Signup date: 26 Apr 2017 at 3:57pm
Last login: 15 Dec 2017 at 2:00pm
Post count: 4
Thanks for letting me know pm133
I wish you a lot of patience during these tough times with your supervisor and PhD. I'm also suffering from a horrible supervisor-PhD student relationship for 4 years almost. I've lost many things in life because of this PhD. One thing I regret the most is the fact that I didn't come up for my own rights and showed my stance on time. Now I'm almost finished and it doesn't have any meaning anymore. I highly suggest you to speak up for yourself and make your point. If you can voice this in a professional manner (never snap at your supervisor) and say how disturbing the situation for you is, your supervisor might take a step back. I think you shouldn't feel trapped there. Keep other options open. Options of going to somewhere else is also totally OK. I have many friends who left PhD and nevery looked back. You are valuable as your own and if your supervisor is not getting this, then it is a horrible place to work for you. Or maybe it is a sign that this is not your line of work. We are not meant to be able to work at every work place with every boss. You have personal traits and your relationship with your boss/supervisor must be healthy as well. It is just like staying in a very abusive and destructive relationship. Sometimes life brings us into unexpectedly harsh conditions, but we need to remain in contact with ourselves, and eventually change or reshape that environment.
Good luck
Dear forum users,
I'd be very thankful if you share an opinion or a similar experience.
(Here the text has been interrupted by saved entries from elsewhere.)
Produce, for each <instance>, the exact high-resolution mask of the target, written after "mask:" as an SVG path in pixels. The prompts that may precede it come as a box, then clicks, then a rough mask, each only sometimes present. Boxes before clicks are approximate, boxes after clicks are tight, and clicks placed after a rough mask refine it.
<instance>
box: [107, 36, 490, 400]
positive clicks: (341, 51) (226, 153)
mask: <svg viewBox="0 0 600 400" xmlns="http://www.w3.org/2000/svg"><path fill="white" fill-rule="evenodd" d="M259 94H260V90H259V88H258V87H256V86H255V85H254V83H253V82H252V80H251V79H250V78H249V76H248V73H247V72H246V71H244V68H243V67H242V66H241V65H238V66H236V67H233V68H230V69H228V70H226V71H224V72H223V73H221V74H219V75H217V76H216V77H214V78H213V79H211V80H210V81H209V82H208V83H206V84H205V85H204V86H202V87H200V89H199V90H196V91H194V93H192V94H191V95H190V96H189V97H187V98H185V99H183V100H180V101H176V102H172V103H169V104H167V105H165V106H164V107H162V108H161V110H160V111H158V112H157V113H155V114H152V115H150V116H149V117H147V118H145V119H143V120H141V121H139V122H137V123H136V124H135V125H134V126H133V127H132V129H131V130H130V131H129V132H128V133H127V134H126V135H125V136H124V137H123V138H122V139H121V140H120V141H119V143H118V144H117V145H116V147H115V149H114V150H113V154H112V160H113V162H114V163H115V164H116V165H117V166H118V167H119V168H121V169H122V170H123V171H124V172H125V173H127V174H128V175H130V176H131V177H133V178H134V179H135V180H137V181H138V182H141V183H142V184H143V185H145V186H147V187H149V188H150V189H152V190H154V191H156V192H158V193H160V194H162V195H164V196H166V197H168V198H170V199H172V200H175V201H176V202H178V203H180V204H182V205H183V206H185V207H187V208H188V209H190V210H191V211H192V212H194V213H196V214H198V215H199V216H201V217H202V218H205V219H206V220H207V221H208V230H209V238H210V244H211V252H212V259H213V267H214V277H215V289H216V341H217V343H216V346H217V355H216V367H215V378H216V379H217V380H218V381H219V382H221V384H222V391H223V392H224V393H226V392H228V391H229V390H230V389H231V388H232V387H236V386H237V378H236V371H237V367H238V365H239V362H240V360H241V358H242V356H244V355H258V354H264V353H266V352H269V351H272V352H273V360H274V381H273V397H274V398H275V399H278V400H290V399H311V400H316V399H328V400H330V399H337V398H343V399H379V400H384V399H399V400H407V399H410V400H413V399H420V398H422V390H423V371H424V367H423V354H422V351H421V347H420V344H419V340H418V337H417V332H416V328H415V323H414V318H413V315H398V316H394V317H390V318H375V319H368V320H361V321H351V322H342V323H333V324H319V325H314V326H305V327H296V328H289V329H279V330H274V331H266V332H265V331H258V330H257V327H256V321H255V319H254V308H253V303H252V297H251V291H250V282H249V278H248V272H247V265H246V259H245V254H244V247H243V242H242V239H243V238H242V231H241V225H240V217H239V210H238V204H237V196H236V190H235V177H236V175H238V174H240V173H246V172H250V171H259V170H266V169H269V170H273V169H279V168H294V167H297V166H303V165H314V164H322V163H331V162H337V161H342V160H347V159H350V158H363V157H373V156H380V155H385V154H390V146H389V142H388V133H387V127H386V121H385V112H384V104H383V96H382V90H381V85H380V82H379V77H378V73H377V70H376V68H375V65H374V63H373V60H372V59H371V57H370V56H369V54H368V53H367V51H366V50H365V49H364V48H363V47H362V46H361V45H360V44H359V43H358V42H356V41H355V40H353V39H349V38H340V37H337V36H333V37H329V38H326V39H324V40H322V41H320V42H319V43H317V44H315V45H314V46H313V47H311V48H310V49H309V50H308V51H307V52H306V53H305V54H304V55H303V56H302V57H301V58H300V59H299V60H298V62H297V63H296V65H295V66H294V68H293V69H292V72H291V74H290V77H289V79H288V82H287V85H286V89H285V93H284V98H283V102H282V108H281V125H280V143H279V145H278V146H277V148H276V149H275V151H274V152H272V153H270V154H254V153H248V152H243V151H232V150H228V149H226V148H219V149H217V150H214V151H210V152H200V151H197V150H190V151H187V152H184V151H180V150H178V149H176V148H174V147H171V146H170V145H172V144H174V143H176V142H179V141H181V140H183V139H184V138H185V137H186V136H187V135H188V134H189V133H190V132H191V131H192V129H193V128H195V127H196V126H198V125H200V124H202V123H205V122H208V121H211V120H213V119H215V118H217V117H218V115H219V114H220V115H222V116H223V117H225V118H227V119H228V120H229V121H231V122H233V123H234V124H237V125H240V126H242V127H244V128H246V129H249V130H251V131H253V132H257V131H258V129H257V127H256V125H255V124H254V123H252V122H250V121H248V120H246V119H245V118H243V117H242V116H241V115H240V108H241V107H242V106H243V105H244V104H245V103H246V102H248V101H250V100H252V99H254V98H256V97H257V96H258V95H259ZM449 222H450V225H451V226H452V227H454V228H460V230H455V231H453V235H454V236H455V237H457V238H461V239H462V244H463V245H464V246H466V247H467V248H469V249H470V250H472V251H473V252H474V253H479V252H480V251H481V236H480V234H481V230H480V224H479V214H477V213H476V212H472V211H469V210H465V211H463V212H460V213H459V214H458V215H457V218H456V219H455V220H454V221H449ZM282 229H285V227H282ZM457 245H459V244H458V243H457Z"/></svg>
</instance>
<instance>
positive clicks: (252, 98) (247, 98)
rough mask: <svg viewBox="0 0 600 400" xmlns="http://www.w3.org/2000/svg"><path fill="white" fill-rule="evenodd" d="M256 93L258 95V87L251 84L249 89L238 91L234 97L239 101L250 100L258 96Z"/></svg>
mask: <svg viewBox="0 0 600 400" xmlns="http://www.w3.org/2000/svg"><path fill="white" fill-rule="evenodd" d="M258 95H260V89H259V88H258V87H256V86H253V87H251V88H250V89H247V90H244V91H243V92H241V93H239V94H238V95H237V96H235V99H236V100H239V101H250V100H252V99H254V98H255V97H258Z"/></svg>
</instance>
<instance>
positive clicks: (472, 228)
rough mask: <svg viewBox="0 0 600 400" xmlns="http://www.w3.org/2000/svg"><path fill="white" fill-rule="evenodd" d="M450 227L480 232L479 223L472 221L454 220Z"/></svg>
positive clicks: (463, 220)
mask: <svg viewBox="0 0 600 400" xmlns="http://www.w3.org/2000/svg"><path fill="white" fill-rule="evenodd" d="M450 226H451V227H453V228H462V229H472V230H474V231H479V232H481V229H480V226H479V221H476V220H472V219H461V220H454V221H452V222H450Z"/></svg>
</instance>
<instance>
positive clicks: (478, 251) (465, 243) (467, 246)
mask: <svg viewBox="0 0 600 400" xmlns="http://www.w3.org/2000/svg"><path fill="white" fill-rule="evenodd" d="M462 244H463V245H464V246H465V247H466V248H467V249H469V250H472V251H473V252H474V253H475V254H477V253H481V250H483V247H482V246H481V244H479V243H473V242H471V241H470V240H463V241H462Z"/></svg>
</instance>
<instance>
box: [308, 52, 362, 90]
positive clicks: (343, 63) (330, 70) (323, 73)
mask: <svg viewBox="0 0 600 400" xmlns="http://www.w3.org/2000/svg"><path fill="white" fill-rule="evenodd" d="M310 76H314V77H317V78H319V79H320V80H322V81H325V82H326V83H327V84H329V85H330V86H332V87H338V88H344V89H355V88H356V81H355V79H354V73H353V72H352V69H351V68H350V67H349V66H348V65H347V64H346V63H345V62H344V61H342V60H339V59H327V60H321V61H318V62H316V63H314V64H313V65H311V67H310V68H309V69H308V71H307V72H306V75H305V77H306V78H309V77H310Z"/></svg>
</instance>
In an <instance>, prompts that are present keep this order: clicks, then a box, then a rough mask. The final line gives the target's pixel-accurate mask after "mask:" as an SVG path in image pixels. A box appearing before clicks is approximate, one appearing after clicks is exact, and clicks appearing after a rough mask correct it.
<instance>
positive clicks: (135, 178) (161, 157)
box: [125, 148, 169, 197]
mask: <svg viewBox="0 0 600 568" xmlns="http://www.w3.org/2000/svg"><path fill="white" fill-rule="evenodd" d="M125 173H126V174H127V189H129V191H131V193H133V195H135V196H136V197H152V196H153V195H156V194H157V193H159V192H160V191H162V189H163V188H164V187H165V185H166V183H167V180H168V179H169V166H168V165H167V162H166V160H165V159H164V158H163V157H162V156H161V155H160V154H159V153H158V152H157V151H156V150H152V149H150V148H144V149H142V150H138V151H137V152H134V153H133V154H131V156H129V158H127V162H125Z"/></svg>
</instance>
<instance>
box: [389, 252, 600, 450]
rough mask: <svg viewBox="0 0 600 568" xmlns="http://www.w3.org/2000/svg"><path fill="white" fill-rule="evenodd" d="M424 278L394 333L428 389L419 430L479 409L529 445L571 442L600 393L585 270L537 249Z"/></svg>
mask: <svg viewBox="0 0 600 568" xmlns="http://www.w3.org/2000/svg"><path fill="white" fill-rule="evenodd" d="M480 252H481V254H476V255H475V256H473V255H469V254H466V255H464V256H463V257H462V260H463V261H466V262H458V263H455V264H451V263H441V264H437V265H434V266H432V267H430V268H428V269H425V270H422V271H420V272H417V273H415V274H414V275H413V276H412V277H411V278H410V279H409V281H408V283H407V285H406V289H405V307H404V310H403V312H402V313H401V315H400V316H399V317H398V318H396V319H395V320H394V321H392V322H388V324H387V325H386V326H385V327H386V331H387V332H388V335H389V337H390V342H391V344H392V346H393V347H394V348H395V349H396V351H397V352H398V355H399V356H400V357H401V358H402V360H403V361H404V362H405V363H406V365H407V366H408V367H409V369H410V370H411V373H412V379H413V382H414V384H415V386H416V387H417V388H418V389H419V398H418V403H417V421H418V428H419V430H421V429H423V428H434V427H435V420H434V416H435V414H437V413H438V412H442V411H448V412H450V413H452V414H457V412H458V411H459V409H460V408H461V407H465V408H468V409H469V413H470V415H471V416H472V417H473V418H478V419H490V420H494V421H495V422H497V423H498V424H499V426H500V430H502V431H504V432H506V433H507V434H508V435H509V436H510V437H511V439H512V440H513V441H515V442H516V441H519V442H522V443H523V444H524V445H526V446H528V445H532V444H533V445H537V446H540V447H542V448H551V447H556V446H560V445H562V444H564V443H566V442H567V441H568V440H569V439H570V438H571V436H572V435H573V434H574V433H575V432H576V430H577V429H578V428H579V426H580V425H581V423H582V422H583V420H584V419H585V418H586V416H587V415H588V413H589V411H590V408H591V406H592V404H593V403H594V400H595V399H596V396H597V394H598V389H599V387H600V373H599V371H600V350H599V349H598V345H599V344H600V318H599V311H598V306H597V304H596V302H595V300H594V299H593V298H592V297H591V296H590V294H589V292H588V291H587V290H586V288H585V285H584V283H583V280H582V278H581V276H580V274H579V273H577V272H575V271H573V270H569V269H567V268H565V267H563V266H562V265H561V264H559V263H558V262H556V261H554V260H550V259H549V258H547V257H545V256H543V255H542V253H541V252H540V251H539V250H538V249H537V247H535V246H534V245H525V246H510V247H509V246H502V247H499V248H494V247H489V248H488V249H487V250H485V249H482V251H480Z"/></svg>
I'm in the 4th year of my PhD in engineering northwest Europe (I'm not European, came here for PhD). I've never expected this to be easy. When I started, I was very motivated and showed a quite good academic records during my Master's (published 5 journals). Since my beginning here, I've been shocked to receive no guidance, and have pressure put on me to build a huge and complex experimental setup from scratch. Two senior PhDs entitled to supervise me just ignored me and officially said that they don't want to help. I thought this is normal because nobody helps no one here and people don't like it when you ask questions. Everybody seemed to be OK with what they are doing, and publishing a lot of papers. I don't even mention the racism. The topics were new to me and I tried so hard to prove myself by reading, working hard non-stop for years. And eventually I could achieve nothing and got probation for a last chance. I finished up some side-project which is very loosely connected to my PhD and save up my a**. But under pressure of building a setup by myself I made some quick faulty engineering decisions for which I'm paying the price for, in my work and private life.
The goddamn machine is not working, I dunno why. I hate it so much. I don't have any interest anymore. I hate this place and horrible people. They are robots. I'm stuck in another country with this commitment surrounded with a feeling of shame and failure. I'm trying to find solutions, asking around. Nobody knows anything about my work and cannot help anymore. Its engineering, there are a lot of details. Hoping for a miracle. I want to burn whole faculty, or run away to Antarctica, or worse. Anyone has similar experience of failure or pre-failure?